Skim Logo
Dwarkesh PatelApril 30, 2026
How GPT-5, Claude, and Gemini are actually trained and served – Reiner Pope
2:13:40
DP

How GPT-5, Claude, and Gemini are actually trained and served – Reiner Pope

Inference Strategies: Expert Parallelism Dominates — Dwarkesh Patel

From How GPT-5, Claude, and Gemini are actually trained and served – Reiner Pope. Category: Tech. Format: Commentary. This is a single keypoint from the analysis.

For inference, the strategy leans heavily towards expert parallelism, increasing it up to the scale-up domain size while minimizing pipelining. Tensor parallelism, once relevant for cutting up experts, is now less profitable due to smaller expert sizes. This approach is favored unless the model size exceeds a single rack's memory.

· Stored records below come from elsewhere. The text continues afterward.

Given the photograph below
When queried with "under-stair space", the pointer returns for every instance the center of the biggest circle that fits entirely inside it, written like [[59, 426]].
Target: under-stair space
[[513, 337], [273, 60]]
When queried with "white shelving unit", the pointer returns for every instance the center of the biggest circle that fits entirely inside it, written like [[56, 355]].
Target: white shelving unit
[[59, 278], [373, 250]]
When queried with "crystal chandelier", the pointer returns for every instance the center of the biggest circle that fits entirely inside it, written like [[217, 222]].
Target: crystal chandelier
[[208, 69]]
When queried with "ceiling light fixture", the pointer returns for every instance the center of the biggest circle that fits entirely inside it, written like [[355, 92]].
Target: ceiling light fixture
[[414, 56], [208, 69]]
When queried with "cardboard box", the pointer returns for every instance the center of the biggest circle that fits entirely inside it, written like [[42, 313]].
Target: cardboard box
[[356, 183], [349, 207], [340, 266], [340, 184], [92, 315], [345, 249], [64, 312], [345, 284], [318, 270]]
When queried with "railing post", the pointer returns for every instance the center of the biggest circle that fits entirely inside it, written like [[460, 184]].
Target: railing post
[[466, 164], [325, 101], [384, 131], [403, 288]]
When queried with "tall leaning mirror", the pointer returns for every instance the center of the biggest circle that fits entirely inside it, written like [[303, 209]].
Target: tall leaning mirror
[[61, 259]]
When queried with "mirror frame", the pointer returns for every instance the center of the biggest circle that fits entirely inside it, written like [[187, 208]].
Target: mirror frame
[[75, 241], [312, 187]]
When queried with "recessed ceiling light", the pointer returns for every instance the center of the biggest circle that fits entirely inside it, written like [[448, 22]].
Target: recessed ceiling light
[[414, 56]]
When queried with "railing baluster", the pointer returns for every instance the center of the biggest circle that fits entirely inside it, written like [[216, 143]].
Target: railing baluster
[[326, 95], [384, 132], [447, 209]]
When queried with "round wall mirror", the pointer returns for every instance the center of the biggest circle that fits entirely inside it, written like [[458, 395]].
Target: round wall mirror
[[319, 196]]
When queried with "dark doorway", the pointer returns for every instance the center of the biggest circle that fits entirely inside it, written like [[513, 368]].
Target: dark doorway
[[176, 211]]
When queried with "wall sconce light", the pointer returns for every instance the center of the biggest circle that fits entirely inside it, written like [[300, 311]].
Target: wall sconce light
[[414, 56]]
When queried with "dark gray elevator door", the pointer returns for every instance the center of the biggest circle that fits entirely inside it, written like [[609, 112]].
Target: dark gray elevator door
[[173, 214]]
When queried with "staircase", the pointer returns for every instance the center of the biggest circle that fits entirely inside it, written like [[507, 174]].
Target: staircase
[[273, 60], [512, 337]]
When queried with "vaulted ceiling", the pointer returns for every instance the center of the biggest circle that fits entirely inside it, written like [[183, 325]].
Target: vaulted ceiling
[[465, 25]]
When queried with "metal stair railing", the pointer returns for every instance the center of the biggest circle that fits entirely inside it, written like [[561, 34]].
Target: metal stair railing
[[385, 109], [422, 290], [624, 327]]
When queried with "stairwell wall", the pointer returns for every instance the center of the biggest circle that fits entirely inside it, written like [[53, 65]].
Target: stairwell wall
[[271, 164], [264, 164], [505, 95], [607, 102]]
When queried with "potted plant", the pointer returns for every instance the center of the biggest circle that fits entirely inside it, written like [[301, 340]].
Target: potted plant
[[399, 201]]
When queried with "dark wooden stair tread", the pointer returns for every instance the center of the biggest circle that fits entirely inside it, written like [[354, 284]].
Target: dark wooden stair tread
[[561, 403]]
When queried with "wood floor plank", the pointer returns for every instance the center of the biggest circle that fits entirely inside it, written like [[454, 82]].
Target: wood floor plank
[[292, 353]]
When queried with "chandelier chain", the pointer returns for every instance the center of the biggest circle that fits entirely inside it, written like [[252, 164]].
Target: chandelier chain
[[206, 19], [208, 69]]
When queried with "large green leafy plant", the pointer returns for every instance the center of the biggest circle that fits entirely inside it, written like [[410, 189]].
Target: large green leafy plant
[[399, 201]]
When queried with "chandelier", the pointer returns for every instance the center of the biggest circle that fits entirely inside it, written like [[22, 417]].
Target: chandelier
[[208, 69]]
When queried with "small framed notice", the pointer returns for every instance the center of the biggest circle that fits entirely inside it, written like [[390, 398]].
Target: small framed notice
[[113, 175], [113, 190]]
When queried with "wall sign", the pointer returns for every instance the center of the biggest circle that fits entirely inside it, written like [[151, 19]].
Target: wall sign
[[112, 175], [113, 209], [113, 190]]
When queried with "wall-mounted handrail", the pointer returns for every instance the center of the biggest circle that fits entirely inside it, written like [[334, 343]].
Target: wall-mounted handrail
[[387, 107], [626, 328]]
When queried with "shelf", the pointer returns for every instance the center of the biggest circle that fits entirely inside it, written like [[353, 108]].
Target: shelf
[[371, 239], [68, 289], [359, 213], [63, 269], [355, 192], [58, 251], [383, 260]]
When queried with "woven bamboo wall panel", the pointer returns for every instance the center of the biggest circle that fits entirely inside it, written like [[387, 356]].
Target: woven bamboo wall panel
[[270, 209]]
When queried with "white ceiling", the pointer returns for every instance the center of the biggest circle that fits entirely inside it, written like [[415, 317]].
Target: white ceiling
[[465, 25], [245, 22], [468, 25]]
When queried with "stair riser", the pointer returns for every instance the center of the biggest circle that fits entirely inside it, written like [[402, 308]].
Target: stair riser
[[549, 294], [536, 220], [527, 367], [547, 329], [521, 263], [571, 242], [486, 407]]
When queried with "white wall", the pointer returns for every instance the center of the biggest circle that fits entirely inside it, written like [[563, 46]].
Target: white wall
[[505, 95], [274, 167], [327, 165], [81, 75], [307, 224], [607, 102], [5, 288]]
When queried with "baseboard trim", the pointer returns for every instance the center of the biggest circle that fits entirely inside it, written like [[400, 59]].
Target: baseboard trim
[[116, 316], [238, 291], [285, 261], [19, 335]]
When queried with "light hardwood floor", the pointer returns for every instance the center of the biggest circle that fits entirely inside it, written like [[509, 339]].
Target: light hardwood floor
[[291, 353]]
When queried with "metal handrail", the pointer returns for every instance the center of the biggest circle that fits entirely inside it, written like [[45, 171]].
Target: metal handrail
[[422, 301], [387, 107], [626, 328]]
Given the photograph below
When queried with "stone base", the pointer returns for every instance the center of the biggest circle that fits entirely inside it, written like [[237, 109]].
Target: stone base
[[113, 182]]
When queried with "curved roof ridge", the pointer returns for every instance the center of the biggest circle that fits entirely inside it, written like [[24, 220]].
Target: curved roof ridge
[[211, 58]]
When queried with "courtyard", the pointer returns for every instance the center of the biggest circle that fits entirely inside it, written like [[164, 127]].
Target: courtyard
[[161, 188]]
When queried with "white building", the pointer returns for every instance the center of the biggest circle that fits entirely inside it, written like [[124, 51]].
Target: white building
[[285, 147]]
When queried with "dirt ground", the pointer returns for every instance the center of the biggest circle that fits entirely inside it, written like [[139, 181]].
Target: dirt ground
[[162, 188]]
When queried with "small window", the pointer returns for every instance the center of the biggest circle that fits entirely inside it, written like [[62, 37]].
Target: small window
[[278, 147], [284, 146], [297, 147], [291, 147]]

Impact: High. This strategic choice optimizes inference performance by prioritizing parallelism that directly addresses model size and latency, rather than solely focusing on memory capacity. It reflects a pragmatic approach to deploying large models efficiently.

In the source video, this keypoint occurs from 01:13:00 to 01:14:43.

Sources in support: Dwarkesh Patel (Host), Jane Street (Trading firm)

For the full credibility analysis, key takeaways, and other keypoints from this video, see the full analysis on skim.

This keypoint analysis was generated by skim (skim.plus), an AI-powered content analysis platform by Credible AI.